Pasaron aquella noche en Girgenti, un enclave legendario cuya fundación se perdía en la noche de los tiempos, a pesar de que no vivía en aquel momento sus mejores días.
En su calidad de huéspedes de honor se alojaron en la mejor casa del pueblo, donde les fue servida una deliciosa cena a base de pan, queso, aceitunas y pescado fresco aderezado con limón y hierbas. Luego se quedaron solos con su amor y una curiosidad infinita por satisfacer.
A la mañana siguiente reanudaron su periplo, acompañados por una discreta guardia armada que se mantenía a la distancia suficiente como para no molestarles.
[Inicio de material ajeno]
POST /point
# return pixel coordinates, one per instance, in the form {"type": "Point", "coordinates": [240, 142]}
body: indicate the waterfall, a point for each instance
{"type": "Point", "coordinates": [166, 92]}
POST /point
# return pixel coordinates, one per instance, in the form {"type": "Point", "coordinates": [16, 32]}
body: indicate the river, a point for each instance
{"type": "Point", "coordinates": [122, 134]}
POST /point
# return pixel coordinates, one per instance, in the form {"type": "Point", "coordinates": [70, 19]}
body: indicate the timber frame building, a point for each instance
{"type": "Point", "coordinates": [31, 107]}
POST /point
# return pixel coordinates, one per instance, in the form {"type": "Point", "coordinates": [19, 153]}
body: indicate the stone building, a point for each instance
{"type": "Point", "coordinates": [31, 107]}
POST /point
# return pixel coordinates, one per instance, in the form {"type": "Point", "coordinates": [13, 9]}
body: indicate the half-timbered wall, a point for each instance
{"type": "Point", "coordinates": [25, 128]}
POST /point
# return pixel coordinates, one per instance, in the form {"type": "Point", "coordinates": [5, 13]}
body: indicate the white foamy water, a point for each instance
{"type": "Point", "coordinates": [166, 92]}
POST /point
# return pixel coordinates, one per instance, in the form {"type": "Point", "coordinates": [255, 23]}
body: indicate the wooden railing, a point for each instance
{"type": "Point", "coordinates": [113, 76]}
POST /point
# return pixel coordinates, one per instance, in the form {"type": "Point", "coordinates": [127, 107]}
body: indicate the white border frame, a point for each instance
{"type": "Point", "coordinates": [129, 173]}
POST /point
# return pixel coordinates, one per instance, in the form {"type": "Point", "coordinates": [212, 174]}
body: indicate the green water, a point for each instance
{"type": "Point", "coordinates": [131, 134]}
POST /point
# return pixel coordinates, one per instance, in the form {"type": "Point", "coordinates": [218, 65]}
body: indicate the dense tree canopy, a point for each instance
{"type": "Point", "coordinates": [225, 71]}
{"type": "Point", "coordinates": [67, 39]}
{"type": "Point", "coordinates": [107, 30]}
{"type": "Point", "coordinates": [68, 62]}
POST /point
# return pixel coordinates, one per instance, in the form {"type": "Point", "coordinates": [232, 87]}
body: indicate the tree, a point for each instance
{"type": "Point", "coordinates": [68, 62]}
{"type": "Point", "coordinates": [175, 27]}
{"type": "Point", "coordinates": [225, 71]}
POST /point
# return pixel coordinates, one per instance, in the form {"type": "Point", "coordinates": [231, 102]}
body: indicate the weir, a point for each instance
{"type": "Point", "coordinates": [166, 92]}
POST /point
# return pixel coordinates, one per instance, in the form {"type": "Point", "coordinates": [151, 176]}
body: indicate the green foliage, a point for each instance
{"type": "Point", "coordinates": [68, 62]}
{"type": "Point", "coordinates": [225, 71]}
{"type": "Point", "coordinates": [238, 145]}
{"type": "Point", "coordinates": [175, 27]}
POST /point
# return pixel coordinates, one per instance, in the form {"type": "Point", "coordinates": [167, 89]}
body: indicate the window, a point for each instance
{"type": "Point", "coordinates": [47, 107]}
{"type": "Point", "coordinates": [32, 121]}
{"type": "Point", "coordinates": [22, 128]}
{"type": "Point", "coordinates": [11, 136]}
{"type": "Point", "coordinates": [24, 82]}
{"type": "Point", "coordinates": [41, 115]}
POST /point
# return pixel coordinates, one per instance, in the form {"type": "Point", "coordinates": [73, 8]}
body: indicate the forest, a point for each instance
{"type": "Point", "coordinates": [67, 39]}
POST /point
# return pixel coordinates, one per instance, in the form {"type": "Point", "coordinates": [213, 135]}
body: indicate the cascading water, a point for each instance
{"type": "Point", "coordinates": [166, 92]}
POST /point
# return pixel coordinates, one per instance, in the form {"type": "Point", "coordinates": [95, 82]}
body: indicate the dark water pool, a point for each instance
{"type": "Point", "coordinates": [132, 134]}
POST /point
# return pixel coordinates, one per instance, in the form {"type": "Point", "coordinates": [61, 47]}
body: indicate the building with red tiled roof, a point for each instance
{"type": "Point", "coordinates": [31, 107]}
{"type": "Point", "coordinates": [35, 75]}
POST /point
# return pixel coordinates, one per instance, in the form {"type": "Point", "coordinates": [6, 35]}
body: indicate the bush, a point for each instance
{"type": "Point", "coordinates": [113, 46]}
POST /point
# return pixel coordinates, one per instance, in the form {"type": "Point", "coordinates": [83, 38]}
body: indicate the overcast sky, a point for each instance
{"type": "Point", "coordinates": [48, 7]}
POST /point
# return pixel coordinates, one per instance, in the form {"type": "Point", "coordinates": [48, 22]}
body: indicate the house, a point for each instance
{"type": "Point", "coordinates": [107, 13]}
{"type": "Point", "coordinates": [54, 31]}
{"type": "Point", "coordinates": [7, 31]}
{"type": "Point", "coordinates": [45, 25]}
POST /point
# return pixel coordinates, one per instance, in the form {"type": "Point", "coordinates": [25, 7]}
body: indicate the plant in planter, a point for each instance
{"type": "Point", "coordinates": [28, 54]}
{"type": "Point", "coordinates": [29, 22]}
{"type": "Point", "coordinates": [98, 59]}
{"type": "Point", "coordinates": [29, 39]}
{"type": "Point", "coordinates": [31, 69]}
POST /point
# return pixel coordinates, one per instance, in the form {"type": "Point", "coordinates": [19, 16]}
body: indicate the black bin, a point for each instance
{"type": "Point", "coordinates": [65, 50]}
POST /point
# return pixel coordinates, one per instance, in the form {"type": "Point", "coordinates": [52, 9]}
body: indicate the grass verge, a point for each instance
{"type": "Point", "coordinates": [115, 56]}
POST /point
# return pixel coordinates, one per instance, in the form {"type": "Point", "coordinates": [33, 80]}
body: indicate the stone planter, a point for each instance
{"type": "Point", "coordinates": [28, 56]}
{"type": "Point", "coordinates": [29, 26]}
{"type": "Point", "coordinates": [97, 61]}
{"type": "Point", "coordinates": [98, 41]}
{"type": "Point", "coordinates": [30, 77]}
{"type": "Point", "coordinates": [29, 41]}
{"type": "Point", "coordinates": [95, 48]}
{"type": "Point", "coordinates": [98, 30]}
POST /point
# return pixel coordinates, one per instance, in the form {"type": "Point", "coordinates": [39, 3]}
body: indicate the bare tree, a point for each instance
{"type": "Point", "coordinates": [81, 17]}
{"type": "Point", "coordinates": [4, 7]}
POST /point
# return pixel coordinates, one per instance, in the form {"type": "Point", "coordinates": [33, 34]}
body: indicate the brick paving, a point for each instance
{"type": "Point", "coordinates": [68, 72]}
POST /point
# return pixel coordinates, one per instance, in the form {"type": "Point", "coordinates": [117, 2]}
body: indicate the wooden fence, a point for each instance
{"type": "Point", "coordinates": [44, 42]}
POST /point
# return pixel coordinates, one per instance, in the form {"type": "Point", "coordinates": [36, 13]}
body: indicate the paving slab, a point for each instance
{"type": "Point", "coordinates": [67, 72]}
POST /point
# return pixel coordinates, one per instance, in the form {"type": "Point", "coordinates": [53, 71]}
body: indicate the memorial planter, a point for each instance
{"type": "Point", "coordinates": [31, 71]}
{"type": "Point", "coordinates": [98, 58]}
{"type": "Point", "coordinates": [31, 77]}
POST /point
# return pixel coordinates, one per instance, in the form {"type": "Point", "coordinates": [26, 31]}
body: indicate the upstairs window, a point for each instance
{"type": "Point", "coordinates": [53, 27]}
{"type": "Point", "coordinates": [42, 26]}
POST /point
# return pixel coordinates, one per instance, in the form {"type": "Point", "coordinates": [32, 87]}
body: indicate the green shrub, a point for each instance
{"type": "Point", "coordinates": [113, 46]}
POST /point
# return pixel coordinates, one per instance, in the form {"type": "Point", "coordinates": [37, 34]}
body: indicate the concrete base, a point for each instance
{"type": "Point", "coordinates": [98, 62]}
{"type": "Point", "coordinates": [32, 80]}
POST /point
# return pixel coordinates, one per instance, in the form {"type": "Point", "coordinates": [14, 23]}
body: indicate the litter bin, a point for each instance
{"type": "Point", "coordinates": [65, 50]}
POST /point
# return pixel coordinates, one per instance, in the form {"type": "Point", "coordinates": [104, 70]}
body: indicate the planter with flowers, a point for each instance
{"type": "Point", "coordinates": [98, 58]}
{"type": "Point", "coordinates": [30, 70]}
Iban tan felices, tan inmersos el uno en el otro, que apenas veían el paisaje, por más que este fuese digno de ser contemplado. Al atardecer llegaron por fin al lugar que Gualtiero quería obsequiar a su esposa como regalo de bodas: un acantilado de piedra blanca, colgado sobre un mar de color turquesa, cuyas paredes, altísimas, desprendían reflejos rosáceos a la luz del sol poniente.
Braira nunca había visto nada igual. Era como si una nieve cálida cubriera con su manto todo el terreno. Como si nunca nadie hubiese hollado aquel escenario, cuya contemplación la había dejado sin habla.
—Hace calor —dijo él, en tono tentador—. ¿Qué te parece si nos damos un baño?
—¿Aquí, a la vista de todos?
—¿Tú ves a alguien por algún lado? Anda, ven, no seas tímida. El agua en esta época está templada. Será algo muy agradable…
—Nunca me he bañado en el mar. Dicen que lo habitan criaturas peligrosas…
—Yo te protegeré —la convenció él, ayudándole a bajar de su montura—. Llegaremos hasta la playa nosotros solos, sin más compañía que la de esa luna que apenas empieza a dibujarse. Ven, ven conmigo…
Una suave pendiente les condujo hasta una plataforma de roca caliza, suave como la seda, desde la que se accedía con facilidad a un mar tranquilo, poco profundo. Él se desnudó con rapidez, pues estaba acostumbrado a hacerlo desde que era niño. A ella el pudor le pesó más, aunque terminó por ceder al embrujo de la situación. Su cuerpo era frágil, menudo, como el de una figura de porcelana china, tan blanca como la arena que pisaban sus pies descalzos. El de él, en cambio, estaba labrado en cobre bruñido.
Cogidos de la mano penetraron, entre risas excitadas, en esa mar acogedora que los recibió en su seno. Sin soltarse, se abrazaron hasta que el amor de Gualtiero logró borrar con su ardor todas las vergüenzas de Braira. Juntos vieron al sol acostarse sobre las aguas mansas, tras la línea del horizonte, mientras las primeras estrellas asomaban en el cielo. Y en ese instante mágico, unidos por una misma pasión, dejaron que sus pieles se dijeran todas esas verdades para las que no existen palabras.